Es gallego de nacimiento y también de corazón: “Allá por donde voy conocen nuestra ‘terriña’, les hablo de Galicia”, ilustra feliz.
Guillermo tiene un alias, ‘Carallo’, por el que lo reconocen en el confín más remoto de la tierra, y este sobrenombre, si uno se atiene a la transcripción fonética de dos o tres caracteres de la grafía china, ‘Ou-ka-la’, significa “tarjeta empapada de picante”.
“Hay cosas que cuadran y otras que hacemos cuadrar”, expone.

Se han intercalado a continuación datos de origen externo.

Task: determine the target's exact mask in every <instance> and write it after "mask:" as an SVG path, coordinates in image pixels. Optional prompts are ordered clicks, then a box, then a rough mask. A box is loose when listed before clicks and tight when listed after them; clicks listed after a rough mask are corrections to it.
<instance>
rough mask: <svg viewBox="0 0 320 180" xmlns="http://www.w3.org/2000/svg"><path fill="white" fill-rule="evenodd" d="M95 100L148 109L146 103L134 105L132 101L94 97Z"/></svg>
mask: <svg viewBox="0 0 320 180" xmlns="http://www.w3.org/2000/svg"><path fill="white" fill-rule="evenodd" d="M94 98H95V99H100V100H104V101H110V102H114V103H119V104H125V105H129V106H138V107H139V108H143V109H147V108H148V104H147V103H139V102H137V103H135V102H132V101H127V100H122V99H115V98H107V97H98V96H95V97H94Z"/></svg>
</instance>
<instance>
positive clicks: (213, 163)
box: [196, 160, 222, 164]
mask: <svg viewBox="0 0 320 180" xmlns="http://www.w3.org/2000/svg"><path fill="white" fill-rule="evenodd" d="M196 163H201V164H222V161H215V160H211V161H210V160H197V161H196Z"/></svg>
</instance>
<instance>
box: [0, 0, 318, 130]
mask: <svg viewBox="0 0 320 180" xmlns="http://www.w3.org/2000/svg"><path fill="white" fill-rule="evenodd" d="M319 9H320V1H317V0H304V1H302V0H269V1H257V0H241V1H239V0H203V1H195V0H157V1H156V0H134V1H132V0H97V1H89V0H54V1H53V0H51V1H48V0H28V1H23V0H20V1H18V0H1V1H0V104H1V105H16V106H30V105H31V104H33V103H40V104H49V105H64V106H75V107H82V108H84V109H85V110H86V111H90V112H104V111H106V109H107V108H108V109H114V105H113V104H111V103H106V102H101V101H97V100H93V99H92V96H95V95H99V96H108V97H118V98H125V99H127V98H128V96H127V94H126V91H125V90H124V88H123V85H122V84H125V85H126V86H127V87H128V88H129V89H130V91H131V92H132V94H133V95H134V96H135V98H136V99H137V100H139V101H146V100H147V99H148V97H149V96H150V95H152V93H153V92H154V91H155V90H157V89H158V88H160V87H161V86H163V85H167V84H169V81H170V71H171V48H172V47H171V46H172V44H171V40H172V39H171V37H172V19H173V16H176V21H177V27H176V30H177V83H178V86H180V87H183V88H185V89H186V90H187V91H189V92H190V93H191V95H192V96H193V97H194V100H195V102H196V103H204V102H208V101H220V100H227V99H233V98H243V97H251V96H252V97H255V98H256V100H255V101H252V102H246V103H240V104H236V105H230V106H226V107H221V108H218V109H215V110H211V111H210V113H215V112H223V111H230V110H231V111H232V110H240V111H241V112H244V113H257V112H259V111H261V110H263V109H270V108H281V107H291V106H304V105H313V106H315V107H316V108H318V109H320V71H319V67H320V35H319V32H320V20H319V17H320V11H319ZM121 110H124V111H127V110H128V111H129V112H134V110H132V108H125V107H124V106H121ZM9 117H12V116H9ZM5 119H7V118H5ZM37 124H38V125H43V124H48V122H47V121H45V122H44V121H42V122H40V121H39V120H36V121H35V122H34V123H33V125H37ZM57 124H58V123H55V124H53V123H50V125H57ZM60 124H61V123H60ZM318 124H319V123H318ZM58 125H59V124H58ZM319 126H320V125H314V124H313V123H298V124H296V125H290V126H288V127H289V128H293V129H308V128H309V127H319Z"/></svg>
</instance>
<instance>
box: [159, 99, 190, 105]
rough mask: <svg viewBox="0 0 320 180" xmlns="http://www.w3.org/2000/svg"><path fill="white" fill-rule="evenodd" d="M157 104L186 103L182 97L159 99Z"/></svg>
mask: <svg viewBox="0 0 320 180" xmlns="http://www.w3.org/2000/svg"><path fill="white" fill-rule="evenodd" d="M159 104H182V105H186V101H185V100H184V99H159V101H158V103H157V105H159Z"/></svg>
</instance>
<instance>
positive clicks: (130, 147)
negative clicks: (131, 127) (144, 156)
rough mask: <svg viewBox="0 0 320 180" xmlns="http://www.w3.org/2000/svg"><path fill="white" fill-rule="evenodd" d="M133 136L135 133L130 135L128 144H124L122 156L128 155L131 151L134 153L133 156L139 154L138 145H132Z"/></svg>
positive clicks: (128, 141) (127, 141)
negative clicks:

Coincidencia o no, obra del azar o del simple destino, lo cierto es que los viajes empezaron a formar parte fundamental e imprescindible de la vida de Guillermo Aymerich, y lo llevaron a trazar un plan singular: hacer un estudio del lugar y aplicar un método único a sitios dispares que ofrecen cualidades diferentes, obteniendo un resultado distinto y señero que refleja en su libro, ‘Un método para pensar un lugar’.
Cada una de sus obras, variopintas entre sí, no tienen un vínculo estilístico determinante, un factor que ayuda, explica Aymerich, “a alejar el aburrimiento”.
“Producir cuadros como chorizos está muy bien, es un producto gallego, pero para hacer chorizos, no para hacer arte”, confiesa con esa ironía que lo caracteriza.